Amazonian drought (http://www.realclimate.org/index.php/archives/2006/08/amazonian-drought/)



There has been a flurry of recent commentary concerning Amazon drought - some of it good, some of it not so good. The good stuff has revolved around a recently-completed interesting field experiment that was run out of the Woods Hole Research Center (not to be confused with the Woods Hole Oceanographic Institution), where they have been examining rainforest responses to drought - basically by using a very large rainproof tent to divert precipitation at ground level (the trees don't get covered up). As one might expect, a rainforest without rain does not do well! But exactly what happens when and how the biosphere responds are poorly understood. This 6 year long field experiment may provide a lot of good new data on plant strategies for dealing with drought which will be used to improve the models and our understanding of the system.

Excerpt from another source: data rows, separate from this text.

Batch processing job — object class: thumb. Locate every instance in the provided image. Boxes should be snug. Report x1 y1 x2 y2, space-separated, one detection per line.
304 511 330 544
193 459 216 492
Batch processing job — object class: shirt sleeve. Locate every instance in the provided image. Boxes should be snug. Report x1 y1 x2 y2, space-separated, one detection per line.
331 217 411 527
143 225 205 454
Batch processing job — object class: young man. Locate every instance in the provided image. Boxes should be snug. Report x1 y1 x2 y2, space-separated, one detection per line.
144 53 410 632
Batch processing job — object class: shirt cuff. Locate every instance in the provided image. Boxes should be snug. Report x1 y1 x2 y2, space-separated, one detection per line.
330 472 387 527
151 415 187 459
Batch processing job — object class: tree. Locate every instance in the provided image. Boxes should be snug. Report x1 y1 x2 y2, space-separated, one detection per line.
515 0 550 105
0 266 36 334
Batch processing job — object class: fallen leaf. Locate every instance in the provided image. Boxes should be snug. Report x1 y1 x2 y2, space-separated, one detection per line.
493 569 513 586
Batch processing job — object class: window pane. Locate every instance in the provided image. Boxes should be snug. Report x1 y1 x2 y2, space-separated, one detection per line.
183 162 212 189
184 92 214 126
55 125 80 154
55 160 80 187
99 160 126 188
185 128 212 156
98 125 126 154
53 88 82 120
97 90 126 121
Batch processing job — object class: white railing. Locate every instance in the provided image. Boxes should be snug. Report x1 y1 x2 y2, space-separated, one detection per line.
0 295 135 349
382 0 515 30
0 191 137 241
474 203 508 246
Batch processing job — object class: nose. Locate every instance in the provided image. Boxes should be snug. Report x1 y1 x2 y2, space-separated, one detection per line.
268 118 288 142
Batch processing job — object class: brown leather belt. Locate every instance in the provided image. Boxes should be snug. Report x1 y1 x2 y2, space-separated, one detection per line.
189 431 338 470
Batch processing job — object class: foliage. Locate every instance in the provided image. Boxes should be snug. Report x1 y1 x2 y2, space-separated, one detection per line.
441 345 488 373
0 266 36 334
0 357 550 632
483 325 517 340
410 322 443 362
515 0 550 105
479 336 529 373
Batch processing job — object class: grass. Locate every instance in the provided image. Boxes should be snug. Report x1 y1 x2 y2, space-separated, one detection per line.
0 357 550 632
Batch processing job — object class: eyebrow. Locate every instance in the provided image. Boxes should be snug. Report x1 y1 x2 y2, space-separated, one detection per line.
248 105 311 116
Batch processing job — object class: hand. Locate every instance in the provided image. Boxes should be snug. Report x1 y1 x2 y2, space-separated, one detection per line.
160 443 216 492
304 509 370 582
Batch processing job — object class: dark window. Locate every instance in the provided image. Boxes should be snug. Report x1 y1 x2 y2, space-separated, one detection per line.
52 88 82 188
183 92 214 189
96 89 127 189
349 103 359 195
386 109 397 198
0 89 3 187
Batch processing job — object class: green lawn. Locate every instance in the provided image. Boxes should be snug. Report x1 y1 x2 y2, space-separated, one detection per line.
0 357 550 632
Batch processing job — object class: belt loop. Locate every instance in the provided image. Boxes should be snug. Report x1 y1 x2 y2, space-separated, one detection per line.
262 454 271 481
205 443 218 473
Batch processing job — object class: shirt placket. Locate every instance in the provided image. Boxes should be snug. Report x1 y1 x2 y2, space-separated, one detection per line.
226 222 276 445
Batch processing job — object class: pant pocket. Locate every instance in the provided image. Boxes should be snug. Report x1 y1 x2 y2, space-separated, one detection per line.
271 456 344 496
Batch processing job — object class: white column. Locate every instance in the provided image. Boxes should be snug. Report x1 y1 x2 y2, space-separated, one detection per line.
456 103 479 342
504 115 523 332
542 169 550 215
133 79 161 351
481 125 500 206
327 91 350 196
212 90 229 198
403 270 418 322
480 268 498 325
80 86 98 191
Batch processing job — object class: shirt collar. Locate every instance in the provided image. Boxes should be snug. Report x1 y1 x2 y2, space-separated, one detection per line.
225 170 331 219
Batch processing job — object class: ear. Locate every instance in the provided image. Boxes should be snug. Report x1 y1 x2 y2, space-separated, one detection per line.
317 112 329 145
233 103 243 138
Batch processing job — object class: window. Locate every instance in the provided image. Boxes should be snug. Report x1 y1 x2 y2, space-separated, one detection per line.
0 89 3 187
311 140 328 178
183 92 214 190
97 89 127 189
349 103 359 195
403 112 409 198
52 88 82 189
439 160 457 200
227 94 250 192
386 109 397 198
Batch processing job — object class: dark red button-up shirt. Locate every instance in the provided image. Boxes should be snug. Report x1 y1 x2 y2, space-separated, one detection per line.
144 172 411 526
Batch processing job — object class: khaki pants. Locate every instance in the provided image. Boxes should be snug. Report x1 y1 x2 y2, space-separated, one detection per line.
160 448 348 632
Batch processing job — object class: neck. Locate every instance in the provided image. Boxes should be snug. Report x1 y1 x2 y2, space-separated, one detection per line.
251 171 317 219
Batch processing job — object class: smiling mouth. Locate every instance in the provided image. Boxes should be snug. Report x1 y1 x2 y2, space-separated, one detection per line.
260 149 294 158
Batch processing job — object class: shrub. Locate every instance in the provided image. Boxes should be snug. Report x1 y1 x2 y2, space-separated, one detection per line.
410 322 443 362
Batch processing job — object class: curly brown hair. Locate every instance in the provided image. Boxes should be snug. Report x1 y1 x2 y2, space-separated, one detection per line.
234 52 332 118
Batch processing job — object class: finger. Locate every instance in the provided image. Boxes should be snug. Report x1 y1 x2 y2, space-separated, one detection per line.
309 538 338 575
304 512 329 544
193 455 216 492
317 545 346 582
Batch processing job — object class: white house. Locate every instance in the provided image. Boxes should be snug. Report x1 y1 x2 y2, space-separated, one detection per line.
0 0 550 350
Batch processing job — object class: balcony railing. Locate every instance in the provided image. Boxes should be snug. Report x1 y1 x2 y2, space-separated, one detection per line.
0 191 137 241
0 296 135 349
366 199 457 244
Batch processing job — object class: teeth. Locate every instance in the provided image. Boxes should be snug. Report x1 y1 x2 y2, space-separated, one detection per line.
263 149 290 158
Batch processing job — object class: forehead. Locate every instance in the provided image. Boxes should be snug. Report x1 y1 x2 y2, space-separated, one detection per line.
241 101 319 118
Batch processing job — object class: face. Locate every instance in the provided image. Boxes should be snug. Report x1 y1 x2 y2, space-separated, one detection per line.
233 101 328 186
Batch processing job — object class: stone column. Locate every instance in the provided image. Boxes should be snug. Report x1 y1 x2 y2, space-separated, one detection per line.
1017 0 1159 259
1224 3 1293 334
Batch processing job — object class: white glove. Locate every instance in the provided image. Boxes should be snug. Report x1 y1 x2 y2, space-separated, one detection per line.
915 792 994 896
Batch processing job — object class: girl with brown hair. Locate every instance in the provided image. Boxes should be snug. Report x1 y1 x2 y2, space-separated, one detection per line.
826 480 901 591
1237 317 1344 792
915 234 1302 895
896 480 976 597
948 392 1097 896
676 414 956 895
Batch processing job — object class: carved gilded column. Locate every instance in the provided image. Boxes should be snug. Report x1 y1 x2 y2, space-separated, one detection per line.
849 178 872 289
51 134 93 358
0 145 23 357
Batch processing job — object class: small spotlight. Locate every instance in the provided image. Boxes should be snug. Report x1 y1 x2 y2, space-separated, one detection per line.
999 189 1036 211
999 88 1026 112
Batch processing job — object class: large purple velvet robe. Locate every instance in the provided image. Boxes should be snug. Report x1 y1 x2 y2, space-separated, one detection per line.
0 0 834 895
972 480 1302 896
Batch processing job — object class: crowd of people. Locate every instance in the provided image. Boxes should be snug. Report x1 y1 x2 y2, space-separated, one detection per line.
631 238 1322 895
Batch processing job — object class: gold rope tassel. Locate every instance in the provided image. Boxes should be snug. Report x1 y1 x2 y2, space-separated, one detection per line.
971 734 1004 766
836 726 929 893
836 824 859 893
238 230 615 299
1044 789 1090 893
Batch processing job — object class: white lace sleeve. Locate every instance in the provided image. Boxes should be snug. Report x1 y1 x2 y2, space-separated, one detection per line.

The not-so-good part comes when this experiment is linked too directly to the ongoing drought in the southern Amazon. In the experiment, older tree mortality increased markedly after the third year of no rain at all (with around 1 in 10 trees dying). Since parts of the Amazon are now entering a second year of drought (possibly related to a persistent northward excursion of the ITCZ), the assumption in the Independent story (with the headline 'One year to save the Amazon') was that trees will start dying forest-wide next year should the drought continue.

This is incorrect for a number of reasons. Firstly, drought conditions are not the same as no rain at all - the rainfall deficit in the middle of the Amazon is significant, but not close to 100%! Secondly, the rainfall deficits are quite regionally variable, so a forest-wide response is highly unlikely. Also, the trees won't all die in just one more year and could recover, depending on yearly variation in climate.


* Please note, the above quote leaves out the hyperlinks to lots of additional info which are embedded in the original article, and the article also contains a lot of additional comment about REAL problems the Amazon is facing and relates it back to the research misinterpreted in the first two articles.

Also, the researchers involved had this to say regarding the first two articles in the post above:




Posted on behalf of Daniel Nepstad, senior scientist at the Woods Hole Research Center, and lead investigator on the forest drought experiment. (Via Elizabeth Braun, Director of Communications at the Center.) -


"On July 23, The Independent report on the recent findings of our forest drought experiment in the Amazon, in which we reduced rainfall inputs to a hectare of forest over a five-year period. This alarmist article involved no interview, and it contains many statements that I do not support.

To clarify, our results do not show that the rainforest 'could become a desert'. In the third paragraph, the piece implies that I support the position that drought in the Amazon will lead to drought that would spread to Britain, with the world spinning out of control, becoming uninhabitable. That is simply not true.

What our work does show is that the drought we imposed caused big trees to die more than small trees, which was a surprise. We also know that the amounts of carbon that may be going to the atmosphere following Amazon droughts are probably big enough to accelerate global warming. Currently trends suggest that a big chunk of the Amazon forest will probably be displaced by fire-prone scrub vegetation; global warming will probably exacerbate this trend.

The challenges we are confronting and those that we will be faced with in the future are significant. The world's tropical rainforests will be changed in important ways by global warming. But public understanding of these processes is not served by evoking apocalyptic images. What is needed now is credible reporting and sound journalism so that the global community can act wisely."